Led by graduate student Pei-yau Weng and Assistant Professor Trong Nghia Hoang, the WSU team presented on Probabilistic Federated Prompt-Tuning in Data Imbalance Settings. In addition to Hoang, researchers on the work included Minh Hoang from Princeton, Lam Nguyen from IBM, My Thai, from University of Florida, and Lily Weng, from University of California, San Diego.
The multidisciplinary, international conference brings together a wide variety of researchers from wide-ranging fields of study, including in artificial intelligence and machine learning as well as from neuroscience, life sciences, natural sciences, and social sciences. With growing worldwide interest in AI research and development, the conference, held in Vancouver, B.C. in December, had more than 16,000 attendees.

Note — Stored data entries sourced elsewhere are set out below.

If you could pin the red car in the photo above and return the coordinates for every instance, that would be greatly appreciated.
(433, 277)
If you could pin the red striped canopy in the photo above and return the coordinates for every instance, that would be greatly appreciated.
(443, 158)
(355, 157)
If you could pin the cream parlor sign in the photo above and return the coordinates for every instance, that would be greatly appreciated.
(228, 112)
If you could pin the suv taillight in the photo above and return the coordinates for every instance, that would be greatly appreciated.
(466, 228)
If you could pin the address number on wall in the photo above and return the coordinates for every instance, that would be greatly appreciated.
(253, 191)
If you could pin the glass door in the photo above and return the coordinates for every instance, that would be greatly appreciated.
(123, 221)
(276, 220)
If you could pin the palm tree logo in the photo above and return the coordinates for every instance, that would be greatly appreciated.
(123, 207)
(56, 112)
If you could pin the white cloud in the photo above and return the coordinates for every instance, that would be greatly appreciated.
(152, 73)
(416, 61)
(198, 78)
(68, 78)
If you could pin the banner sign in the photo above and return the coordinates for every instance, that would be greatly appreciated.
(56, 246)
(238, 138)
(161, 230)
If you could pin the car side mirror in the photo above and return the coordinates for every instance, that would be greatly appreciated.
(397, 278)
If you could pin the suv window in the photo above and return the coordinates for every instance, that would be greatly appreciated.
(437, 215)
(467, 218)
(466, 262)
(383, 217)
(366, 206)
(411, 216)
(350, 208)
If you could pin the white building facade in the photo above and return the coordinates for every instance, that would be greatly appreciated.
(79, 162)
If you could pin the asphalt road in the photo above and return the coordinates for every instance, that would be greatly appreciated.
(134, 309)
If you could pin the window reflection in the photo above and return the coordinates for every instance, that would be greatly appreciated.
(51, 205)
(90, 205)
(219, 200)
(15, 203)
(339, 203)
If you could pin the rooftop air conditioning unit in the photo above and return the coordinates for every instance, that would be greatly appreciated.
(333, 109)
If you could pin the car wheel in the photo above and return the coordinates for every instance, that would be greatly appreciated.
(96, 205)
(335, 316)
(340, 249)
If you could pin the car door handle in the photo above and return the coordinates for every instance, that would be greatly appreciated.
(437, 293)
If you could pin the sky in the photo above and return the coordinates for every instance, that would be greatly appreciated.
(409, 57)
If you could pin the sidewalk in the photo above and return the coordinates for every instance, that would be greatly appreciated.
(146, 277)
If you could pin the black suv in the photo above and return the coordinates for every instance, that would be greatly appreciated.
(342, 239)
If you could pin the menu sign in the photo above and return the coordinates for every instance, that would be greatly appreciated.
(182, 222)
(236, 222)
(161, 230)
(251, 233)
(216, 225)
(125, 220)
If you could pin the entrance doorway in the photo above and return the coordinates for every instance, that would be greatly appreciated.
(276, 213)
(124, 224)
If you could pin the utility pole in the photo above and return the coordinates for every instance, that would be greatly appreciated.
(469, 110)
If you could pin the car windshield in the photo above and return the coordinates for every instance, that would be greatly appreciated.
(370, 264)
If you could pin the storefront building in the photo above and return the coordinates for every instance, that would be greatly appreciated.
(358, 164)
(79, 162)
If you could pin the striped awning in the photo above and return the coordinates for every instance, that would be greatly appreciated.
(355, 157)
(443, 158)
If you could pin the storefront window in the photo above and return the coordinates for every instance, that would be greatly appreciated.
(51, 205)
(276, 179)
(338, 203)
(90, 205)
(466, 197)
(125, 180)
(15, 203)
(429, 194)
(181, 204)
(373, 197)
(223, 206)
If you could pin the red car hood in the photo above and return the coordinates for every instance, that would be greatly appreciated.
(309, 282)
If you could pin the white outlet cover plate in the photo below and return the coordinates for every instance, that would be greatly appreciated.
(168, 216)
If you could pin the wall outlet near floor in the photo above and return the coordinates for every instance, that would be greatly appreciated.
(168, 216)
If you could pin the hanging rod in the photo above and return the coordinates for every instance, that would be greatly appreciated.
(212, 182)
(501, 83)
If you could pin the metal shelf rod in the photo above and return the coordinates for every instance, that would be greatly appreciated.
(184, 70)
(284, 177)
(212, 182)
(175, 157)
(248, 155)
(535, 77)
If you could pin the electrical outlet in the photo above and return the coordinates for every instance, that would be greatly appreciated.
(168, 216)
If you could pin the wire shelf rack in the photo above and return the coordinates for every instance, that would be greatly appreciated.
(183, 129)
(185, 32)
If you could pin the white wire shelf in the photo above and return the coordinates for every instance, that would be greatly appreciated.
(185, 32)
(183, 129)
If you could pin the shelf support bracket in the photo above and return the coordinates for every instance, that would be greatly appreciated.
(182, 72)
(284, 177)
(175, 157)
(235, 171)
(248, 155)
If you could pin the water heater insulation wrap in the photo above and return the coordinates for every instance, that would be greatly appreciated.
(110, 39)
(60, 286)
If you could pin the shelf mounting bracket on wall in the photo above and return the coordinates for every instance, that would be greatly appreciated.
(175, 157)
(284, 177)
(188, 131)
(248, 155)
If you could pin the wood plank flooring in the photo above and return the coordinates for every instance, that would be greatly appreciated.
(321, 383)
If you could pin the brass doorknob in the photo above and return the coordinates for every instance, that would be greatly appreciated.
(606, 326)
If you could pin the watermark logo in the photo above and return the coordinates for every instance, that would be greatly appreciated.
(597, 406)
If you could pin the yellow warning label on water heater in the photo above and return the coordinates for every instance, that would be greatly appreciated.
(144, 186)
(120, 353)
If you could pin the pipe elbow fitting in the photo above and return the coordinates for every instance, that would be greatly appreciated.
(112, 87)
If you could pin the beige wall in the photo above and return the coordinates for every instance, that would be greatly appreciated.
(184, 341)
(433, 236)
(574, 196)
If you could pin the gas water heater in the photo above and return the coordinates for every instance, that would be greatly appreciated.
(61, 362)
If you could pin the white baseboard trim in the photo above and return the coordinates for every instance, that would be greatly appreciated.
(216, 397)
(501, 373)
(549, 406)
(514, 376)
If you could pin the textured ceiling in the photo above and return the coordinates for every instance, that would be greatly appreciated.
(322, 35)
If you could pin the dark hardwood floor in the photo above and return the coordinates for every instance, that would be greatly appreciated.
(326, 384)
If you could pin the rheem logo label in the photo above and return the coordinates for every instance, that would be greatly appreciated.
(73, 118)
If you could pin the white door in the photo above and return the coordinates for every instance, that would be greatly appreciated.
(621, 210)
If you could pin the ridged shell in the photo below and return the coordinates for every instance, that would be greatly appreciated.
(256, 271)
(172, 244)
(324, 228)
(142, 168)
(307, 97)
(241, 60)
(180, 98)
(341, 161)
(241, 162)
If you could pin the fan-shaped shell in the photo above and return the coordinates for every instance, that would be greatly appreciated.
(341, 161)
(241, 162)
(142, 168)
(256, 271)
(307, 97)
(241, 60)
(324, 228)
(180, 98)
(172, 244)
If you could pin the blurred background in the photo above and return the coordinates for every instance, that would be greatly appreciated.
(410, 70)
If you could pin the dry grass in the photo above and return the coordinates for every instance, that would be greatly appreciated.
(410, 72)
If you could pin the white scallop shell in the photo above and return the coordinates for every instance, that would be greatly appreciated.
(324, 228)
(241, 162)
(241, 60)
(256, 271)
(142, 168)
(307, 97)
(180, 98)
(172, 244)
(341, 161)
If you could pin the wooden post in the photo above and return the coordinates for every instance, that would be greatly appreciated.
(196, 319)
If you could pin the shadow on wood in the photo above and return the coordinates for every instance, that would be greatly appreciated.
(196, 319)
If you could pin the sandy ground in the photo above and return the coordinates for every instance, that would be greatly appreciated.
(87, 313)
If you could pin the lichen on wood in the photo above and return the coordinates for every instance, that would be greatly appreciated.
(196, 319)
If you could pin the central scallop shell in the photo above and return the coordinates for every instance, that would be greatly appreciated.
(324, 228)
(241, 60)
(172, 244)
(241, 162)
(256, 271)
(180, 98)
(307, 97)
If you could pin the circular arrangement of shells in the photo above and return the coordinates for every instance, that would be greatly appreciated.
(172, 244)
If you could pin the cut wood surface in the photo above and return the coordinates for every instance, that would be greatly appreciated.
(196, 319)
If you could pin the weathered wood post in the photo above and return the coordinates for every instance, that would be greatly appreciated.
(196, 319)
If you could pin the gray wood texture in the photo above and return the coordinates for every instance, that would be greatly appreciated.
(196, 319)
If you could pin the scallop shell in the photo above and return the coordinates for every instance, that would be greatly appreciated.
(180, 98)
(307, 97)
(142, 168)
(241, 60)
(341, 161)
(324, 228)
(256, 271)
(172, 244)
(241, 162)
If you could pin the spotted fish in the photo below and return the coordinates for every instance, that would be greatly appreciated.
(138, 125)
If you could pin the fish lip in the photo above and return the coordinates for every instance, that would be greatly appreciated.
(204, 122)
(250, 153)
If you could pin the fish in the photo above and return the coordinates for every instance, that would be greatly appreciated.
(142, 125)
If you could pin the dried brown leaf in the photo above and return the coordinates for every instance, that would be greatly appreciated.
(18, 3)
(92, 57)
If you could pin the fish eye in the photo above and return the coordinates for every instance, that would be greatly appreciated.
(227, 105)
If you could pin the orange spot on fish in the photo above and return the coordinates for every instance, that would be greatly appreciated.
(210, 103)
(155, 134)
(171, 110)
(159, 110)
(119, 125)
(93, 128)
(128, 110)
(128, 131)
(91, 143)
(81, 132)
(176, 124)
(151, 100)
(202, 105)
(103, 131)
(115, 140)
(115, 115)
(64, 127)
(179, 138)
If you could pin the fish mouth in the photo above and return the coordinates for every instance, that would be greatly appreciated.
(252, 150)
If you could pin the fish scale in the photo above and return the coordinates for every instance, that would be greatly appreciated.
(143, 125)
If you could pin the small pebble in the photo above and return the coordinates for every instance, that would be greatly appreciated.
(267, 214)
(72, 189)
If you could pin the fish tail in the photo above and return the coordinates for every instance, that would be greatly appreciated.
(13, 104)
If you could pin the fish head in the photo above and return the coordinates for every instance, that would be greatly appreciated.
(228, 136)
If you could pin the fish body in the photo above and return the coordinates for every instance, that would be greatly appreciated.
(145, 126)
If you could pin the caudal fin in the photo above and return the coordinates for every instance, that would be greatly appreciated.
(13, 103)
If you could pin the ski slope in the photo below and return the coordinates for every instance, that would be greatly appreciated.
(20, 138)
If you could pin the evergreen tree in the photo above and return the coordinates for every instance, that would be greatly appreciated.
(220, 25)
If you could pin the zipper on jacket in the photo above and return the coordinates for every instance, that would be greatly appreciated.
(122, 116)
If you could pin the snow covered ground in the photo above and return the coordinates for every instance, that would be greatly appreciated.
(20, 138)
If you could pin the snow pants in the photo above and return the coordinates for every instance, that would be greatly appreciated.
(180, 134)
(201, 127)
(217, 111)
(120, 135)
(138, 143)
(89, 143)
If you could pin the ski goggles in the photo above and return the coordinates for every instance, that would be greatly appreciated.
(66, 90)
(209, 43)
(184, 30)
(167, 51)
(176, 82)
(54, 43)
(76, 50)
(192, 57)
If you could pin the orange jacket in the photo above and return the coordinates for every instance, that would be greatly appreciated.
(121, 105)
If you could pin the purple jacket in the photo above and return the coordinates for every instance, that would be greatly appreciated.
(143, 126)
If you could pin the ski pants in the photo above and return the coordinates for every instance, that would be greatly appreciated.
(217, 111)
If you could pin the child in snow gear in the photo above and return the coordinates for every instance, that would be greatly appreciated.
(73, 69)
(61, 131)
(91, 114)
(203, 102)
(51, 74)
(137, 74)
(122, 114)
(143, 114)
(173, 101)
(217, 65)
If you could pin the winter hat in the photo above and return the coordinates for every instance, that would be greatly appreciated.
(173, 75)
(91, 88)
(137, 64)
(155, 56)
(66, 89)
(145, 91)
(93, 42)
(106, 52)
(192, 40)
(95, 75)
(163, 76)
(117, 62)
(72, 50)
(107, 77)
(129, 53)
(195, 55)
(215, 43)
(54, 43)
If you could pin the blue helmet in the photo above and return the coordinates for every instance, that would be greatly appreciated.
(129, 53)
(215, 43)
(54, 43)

Hoang also recently presented on Collaborative Learning across Heterogeneous Systems with Pre-Trained Models as a new faculty highlight at the Association for the Advancement of Artificial Intelligence.
Abstract:
Probabilistic Federated Prompt-Tuning in Data Imbalance Settings.
Fine-tuning pre-trained models is a popular approach in machine learning for solving complex tasks with moderate data. However, fine-tuning the entire pre-trained model is ineffective in federated data scenarios where local data distributions are diversely skewed.
To address this, we explore integrating federated learning with a more effective prompt-tuning method, optimizing for a small set of input prefixes to reprogram the pre-trained model’s behavior. Our approach transforms federated learning into a distributed set modeling task, aggregating diverse sets of prompts to globally fine-tune the pre-trained model. We benchmark various baselines based on direct adaptations of existing federated model aggregation techniques and introduce a new probabilistic prompt aggregation method that substantially outperforms these baselines.
Our reported results on a variety of computer vision datasets confirm that the proposed method is highly effective to combat extreme data heterogeneity in federated learning.